No entanto, algumas importantes considerações precisam ser feitas. Em primeiro lugar não há comprovação alguma de que o casamento inter-religioso cause fatalmente perda de identidade judaica. Muitos são os casais inter-religiosos nos quais os filhos são educados como judeus ou o cônjuge não judeu se converte (deixando o casamento de ser interreligioso) ou ainda em que não ocorre perda de identidade pela metade judia do casal.

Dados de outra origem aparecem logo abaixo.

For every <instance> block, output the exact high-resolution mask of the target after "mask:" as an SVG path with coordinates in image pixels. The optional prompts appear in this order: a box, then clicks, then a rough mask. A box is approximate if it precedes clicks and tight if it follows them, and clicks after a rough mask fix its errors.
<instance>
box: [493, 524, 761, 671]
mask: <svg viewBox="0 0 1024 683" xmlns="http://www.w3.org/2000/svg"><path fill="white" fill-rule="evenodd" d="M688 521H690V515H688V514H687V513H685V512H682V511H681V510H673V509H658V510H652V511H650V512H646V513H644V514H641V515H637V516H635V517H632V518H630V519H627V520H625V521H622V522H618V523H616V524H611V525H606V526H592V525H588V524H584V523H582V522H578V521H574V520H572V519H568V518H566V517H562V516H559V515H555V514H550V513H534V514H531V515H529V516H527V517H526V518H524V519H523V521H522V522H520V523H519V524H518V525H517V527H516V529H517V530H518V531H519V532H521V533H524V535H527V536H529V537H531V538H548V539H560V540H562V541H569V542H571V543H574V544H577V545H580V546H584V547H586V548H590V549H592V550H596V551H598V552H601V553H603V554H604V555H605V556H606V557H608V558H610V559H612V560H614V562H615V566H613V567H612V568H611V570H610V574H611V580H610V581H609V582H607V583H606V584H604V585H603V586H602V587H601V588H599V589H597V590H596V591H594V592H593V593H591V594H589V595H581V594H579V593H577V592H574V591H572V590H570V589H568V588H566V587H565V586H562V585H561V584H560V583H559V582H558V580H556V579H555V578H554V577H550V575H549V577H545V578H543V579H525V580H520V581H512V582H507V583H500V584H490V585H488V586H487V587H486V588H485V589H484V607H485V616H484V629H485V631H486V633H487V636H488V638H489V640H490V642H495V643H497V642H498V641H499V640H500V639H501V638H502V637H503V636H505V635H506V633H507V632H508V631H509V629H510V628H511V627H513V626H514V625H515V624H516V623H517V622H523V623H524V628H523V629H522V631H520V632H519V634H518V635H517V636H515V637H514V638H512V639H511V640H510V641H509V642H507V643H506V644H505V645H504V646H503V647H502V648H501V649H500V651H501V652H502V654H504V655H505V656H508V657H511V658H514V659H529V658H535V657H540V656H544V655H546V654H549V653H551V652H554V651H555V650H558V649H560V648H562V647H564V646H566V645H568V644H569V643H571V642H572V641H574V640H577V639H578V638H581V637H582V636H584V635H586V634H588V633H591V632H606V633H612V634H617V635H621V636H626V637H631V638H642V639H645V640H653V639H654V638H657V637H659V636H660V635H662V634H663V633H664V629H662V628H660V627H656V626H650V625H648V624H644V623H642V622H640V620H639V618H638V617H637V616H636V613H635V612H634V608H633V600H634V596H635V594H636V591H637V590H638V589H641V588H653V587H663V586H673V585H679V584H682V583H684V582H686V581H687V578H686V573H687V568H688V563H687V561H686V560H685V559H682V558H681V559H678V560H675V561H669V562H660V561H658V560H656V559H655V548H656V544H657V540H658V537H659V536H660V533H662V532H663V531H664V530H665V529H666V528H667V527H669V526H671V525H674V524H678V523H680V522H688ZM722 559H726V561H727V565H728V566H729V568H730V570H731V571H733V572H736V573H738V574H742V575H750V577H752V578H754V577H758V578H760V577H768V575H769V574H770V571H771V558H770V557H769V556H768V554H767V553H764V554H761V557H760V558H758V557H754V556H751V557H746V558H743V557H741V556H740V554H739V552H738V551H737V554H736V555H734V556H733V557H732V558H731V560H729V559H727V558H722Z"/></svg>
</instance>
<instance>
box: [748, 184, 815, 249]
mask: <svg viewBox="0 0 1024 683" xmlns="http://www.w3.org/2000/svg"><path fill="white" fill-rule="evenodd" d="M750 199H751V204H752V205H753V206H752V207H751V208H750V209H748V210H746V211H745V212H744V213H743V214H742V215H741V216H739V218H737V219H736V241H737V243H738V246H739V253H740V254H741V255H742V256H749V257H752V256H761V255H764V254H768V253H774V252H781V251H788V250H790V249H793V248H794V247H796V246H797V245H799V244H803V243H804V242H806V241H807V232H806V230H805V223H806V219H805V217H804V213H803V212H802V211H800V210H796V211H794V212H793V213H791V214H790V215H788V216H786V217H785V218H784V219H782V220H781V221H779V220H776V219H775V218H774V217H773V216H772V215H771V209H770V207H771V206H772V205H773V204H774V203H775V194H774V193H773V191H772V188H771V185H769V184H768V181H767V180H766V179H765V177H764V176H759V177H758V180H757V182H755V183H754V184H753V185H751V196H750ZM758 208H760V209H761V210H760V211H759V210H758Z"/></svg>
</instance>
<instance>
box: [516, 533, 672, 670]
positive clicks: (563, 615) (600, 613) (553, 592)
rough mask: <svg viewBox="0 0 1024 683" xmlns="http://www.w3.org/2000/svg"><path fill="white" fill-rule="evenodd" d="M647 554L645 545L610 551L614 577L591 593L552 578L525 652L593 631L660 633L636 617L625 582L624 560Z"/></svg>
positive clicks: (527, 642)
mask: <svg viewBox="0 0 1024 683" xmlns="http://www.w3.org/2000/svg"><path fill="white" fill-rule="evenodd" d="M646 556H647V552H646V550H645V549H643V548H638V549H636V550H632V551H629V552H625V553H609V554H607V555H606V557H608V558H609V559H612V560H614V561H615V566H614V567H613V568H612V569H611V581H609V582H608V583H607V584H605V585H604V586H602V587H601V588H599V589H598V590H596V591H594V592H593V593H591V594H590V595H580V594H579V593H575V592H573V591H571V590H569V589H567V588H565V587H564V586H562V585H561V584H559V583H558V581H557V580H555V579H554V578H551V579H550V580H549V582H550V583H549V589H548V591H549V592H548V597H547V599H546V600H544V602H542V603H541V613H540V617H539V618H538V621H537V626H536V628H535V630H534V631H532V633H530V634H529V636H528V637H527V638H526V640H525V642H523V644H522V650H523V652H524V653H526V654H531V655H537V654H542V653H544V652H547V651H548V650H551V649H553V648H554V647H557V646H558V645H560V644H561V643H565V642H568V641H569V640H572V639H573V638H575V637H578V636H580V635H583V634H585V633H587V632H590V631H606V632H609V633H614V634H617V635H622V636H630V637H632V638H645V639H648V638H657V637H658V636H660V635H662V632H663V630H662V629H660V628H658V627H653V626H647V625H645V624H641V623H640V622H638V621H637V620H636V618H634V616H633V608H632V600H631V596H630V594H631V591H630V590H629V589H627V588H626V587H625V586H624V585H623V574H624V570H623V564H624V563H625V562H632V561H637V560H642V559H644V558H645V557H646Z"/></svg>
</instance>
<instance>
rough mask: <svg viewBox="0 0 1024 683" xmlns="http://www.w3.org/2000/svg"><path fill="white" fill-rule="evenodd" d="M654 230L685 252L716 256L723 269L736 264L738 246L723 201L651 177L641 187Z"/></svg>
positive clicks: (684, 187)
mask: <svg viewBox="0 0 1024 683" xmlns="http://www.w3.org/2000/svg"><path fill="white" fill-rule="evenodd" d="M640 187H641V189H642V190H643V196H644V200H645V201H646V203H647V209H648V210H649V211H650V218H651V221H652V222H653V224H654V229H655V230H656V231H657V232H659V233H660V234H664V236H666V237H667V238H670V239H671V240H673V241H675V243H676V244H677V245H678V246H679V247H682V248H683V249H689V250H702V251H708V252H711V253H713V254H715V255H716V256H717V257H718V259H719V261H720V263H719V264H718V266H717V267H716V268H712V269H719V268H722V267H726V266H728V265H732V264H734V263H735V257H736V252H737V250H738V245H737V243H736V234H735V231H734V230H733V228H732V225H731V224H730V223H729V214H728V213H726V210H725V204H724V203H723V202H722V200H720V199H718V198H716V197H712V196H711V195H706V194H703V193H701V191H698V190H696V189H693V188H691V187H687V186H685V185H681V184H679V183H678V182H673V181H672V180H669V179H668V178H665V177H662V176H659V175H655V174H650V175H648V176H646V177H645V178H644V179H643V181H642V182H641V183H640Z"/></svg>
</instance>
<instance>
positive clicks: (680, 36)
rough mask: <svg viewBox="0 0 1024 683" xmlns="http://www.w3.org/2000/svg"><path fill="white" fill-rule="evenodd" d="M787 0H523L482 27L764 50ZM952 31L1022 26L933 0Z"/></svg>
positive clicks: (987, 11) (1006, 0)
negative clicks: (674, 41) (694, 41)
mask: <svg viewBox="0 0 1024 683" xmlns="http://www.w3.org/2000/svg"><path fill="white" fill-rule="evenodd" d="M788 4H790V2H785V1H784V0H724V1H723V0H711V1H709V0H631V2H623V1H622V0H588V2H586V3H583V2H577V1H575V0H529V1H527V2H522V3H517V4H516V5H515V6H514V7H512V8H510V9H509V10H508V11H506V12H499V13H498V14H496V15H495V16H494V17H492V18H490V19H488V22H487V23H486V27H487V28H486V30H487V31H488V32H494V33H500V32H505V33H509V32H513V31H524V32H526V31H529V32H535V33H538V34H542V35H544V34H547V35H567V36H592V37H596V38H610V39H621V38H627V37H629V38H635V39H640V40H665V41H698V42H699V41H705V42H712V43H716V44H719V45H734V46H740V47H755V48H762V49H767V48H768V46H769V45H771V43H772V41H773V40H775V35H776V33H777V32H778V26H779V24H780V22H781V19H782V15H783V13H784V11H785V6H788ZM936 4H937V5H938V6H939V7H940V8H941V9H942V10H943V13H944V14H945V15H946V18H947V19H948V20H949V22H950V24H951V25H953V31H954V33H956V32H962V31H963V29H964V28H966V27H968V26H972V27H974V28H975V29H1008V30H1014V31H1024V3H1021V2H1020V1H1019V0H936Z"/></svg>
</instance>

A ARI mantém uma sólida tradição de trazer para o judaísmo casais interreligiosos, tradição esta que é compartilhada com todas as demais congregações liberais do Brasil. A experiência das comunidades liberais brasileiras desmente o número veiculado pela campanha da Agência Judaica.
Um segundo e muito importante fator a ser levado em consideração é que o amor entre dois jovens de religiões diferentes não pode ser lamentado como se fosse um óbito ou uma viagem sem regresso para o desconhecido. Há muito tempo que não estamos mais no shtetl do “Violinista do Telhado”. Não fazemos shivá para o filho que se apaixonou por uma não judia ou pela filha que namora um não judeu. Mesmo que eventualmente ele (ela) se afaste do judaísmo, continuará a ser uma pessoa muito querida. Não é preciso ser judeu para ser amado e para ser um valioso membro da humanidade.
O episódio reforça a necessidade de maior entendimento entre Israel e as comunidades judaicas da dispersão. Uma colaboração valiosa entre elas é do maior interesse do povo judeu e o ponto de partida para a colaboração é um maior entendimento do que se passa em cada lado.